“It is not very likely. They are a secondhand set. But still one can imagine some luckless girl with a doltish father; some old chap who had outlived his hopes at home, and fancied he was going to be Melchisedec, Moses, and Abraham, rolled into one, in Utah, toted out there by some beastly Elder, who wanted the daughter for his thirteenth. That would be a chance for you and Don Fulano to interfere. I’ll promise you myself and Pumps, if you want to stampede anybody’s wives from the New Jerusalem as we go through.”

“I suppose we have no time to lose, if we expect to make Missouri before winter.”

“No. We will start as soon as you are ready.”

“To-morrow morning, if you please.”

“To-morrow it is.”


To-morrow it was. Having a comrade, I need not wait for the mail-riders. Lucky that I did not. They came only three days after us. But on the Humboldt, the Indians met them, and obliged them to doff the tops of their heads, as a mark of respect to Indian civilization.

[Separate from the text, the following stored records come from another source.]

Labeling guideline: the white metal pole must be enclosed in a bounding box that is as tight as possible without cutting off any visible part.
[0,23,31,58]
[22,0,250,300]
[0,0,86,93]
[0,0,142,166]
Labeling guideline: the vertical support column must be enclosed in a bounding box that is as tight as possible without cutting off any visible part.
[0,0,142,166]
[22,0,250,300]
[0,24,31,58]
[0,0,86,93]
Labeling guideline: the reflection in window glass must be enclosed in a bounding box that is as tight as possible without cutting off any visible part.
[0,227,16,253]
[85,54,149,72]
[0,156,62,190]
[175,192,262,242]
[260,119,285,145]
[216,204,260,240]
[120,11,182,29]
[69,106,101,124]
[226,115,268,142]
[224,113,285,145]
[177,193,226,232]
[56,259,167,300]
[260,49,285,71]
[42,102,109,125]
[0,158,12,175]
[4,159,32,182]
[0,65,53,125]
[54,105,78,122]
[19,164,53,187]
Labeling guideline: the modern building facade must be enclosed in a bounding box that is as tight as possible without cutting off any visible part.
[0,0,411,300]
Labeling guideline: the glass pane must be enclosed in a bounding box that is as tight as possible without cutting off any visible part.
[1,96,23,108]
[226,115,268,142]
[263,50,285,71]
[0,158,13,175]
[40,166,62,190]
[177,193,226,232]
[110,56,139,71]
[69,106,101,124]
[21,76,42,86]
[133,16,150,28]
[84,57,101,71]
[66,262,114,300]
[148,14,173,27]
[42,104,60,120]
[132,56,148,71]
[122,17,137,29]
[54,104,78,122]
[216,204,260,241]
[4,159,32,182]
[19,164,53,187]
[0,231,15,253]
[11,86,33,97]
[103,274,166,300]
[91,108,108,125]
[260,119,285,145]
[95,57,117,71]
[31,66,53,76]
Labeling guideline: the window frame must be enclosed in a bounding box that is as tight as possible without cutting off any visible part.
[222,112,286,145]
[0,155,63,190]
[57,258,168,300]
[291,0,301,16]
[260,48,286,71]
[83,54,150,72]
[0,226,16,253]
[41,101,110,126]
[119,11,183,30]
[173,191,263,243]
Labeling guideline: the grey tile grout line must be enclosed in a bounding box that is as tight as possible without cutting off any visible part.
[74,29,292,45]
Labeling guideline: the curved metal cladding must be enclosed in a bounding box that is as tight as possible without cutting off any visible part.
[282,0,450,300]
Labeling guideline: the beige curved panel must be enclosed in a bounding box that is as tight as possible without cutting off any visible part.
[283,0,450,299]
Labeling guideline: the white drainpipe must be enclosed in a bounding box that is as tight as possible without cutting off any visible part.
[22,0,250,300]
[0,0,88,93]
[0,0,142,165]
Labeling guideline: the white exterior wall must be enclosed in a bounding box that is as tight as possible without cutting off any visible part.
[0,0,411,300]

We started, two men and seven animals. Each of us had a pack mule and a roadster pony, with a spare one, in case accident should befall either of his wiry brethren.

Pumps and Fulano, as good friends as their masters, trotted along without burden. We rode them rarely. Only often enough to remind them how a saddle feels, and that dangling legs are not frightful. They must be fresh, if we should ever have to run for it. We might; Indians might cast fanciful glances at the tops of our heads. The other horses might give out. So Pumps, with his fantastic dancing-step, that would not crush a grasshopper, and Fulano, grander, prouder, and still untamable to any one but me, went on waiting for their time of action.

I skip the first thousand miles of our journey. Not that it was not exciting, but it might be anybody’s journey. Myriads have made it. It is an old story. I might perhaps make it a new story; but I crowd on now to the proper spot where this drama is to be enacted. The play halts while the scenes shift.